Il nodo più complicato da sciogliere invece ha riguardato il materiale genetico sia di piante sia di animali marini che vivono in alto mare. Questo, se non lo sai, viene utilizzato per la produzione di farmaci e per altri processi industriali ed è diventato negli anni un tema di dibattito. Questo perché i Paesi più ricchi sono in grado di ottenere queste risorse più rapidamente, non lo sono invece i Paesi dove l’economia è meno sviluppata, per questo motivo il tema si è spostato anche sull’equilibrare, in campo, le forze di tutti.
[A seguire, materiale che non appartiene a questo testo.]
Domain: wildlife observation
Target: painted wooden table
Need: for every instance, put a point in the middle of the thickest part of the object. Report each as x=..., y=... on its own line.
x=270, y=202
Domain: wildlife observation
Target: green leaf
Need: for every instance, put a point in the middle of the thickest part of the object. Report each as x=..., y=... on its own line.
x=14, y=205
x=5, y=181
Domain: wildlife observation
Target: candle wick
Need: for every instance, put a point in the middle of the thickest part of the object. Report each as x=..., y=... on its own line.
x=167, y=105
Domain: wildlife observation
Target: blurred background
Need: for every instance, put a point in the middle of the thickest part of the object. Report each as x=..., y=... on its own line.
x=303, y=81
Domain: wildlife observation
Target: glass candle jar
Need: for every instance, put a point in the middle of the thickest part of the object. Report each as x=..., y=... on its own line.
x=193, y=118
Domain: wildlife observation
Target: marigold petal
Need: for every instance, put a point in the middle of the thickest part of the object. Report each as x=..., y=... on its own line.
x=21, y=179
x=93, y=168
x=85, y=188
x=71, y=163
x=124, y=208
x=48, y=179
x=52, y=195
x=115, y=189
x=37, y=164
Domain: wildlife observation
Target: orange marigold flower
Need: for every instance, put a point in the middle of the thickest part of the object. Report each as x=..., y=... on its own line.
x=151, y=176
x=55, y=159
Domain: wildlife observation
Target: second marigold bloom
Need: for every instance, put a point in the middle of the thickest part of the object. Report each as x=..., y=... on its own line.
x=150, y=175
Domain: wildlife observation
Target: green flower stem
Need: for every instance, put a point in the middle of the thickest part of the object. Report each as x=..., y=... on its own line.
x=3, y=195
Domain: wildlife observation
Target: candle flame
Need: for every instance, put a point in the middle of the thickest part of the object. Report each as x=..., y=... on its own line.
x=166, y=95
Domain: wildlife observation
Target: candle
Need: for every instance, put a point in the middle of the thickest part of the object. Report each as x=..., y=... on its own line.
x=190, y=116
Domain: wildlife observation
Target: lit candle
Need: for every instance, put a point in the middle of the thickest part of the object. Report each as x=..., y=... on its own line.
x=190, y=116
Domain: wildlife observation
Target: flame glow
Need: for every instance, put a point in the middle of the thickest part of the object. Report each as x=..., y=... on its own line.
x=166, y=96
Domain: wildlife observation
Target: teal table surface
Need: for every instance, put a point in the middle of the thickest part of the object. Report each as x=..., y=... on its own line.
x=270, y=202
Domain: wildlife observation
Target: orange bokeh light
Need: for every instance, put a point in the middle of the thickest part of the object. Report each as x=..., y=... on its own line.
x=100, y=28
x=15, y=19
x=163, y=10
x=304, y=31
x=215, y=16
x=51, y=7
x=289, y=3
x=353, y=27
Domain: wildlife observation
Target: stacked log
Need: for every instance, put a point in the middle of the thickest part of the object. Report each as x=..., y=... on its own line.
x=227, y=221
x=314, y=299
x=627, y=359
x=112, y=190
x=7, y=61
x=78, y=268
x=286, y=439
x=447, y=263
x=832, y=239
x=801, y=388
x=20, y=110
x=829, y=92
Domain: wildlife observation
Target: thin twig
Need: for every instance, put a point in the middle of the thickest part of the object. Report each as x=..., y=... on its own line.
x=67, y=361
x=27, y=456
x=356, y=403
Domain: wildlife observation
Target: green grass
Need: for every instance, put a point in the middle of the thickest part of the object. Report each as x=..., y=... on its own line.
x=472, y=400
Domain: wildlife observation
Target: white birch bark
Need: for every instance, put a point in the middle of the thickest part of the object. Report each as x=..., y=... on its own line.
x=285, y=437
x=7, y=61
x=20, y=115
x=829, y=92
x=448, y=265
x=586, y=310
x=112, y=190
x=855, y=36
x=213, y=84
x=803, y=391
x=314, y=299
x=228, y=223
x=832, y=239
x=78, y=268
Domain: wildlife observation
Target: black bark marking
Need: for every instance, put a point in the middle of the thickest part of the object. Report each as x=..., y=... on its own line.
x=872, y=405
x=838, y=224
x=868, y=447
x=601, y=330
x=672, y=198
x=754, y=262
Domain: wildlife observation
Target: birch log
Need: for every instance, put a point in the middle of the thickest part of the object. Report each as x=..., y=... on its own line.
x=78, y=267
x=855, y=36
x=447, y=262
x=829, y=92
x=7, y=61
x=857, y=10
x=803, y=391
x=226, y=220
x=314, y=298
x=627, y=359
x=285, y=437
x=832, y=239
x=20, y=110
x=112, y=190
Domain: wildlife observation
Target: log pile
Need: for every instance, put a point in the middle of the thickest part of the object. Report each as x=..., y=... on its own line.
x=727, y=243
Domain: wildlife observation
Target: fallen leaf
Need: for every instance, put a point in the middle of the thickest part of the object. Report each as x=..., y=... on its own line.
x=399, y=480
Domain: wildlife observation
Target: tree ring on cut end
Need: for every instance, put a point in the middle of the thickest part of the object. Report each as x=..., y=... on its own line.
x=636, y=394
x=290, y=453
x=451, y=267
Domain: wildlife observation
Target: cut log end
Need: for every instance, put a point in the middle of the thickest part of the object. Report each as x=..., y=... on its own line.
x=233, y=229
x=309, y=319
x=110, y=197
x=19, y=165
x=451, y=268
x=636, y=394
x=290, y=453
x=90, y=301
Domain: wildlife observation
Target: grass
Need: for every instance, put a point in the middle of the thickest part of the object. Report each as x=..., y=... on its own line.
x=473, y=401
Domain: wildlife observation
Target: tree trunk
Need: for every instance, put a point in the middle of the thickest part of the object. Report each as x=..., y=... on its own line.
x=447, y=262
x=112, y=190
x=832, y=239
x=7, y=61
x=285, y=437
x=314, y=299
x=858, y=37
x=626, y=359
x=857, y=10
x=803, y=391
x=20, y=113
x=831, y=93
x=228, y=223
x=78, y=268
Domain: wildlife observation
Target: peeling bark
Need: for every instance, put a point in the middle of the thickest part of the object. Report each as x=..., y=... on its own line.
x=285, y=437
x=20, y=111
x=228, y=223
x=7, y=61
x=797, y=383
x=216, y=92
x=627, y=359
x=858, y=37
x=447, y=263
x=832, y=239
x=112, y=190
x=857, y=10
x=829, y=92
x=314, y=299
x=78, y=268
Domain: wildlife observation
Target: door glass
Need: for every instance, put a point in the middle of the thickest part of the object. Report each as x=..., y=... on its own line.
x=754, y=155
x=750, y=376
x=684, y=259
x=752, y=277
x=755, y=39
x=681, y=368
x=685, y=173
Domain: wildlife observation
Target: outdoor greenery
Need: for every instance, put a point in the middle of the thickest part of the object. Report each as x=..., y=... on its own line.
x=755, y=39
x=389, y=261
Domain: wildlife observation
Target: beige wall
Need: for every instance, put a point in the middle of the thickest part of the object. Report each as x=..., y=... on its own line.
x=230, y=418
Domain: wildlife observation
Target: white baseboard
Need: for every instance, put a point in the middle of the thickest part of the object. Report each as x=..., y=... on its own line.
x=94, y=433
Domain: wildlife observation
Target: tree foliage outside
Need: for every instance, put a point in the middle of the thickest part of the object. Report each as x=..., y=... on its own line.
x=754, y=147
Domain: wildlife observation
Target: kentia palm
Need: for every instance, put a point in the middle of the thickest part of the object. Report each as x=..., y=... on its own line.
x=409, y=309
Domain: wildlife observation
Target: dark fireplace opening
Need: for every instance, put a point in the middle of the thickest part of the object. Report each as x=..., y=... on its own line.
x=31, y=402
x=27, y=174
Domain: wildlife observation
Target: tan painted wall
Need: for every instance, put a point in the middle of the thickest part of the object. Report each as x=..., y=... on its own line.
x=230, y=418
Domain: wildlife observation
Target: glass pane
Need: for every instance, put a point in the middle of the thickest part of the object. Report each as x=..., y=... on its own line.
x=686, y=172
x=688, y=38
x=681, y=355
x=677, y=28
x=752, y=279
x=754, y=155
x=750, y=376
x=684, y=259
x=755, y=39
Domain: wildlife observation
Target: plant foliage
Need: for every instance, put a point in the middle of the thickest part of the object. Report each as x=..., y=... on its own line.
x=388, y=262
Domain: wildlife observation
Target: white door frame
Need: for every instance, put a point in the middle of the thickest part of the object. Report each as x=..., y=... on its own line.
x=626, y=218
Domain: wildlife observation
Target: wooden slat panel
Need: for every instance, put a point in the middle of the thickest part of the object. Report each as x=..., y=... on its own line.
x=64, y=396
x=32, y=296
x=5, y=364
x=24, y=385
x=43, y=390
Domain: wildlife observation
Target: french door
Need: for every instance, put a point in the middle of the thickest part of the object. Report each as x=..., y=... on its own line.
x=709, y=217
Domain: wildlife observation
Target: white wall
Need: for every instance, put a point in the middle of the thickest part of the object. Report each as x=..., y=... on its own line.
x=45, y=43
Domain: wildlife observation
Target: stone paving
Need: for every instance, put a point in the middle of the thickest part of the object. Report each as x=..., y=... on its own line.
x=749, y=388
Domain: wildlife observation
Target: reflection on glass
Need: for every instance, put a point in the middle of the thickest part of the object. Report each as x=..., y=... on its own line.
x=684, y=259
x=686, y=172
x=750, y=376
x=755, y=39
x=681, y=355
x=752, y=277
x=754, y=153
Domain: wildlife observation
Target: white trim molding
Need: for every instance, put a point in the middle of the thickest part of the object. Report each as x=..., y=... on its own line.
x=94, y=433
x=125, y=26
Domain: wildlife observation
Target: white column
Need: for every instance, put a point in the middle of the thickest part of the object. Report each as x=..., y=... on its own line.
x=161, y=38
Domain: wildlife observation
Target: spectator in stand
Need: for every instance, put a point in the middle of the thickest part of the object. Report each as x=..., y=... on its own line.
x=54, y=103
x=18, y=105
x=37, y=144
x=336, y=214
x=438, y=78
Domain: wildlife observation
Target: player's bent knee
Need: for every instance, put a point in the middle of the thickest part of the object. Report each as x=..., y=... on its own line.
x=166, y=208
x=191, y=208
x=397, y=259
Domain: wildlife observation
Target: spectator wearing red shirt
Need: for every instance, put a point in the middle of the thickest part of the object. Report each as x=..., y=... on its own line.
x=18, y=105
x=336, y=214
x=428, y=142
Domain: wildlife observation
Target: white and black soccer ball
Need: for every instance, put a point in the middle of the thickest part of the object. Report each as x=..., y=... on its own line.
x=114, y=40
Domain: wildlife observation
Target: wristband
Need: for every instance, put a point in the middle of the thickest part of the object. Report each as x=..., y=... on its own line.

Il testo adesso deve essere redatto ufficialmente, ma intanto l’Unione Europea ha investito 40 milioni di euro per far firmare a tutti i Paesi in tempi brevi l’accordo.

L’ultimo accordo simile a questo, ottenuto qualche giorno fa, è stato quello della Convenzione delle Nazioni Unite sul diritto del mare che risale al 1982, ovvero a 41 anni fa.

Questo trattato si allinea infine agli obiettivi che erano emersi in conclusione della Cop15, ovvero salvaguardare il 30% di tutte le aree, sia terrestri, sia marine del Pianeta. Ovviamente, in questo caso si punta più in piccolo, ma la direzione è la stessa, anche perché attualmente, a livello mondiale, solo il 10% delle aree marine sono soggette a protezione.

Il trattato Onu per salvare il 30% degli Oceani può essere visto come un primo passo per contrastare tre grandi fenomeni in corso, che danneggiano il nostro Pianeta Terra, ovvero: il cambiamento climatico, l’inquinamento e l’eccesso di pesca.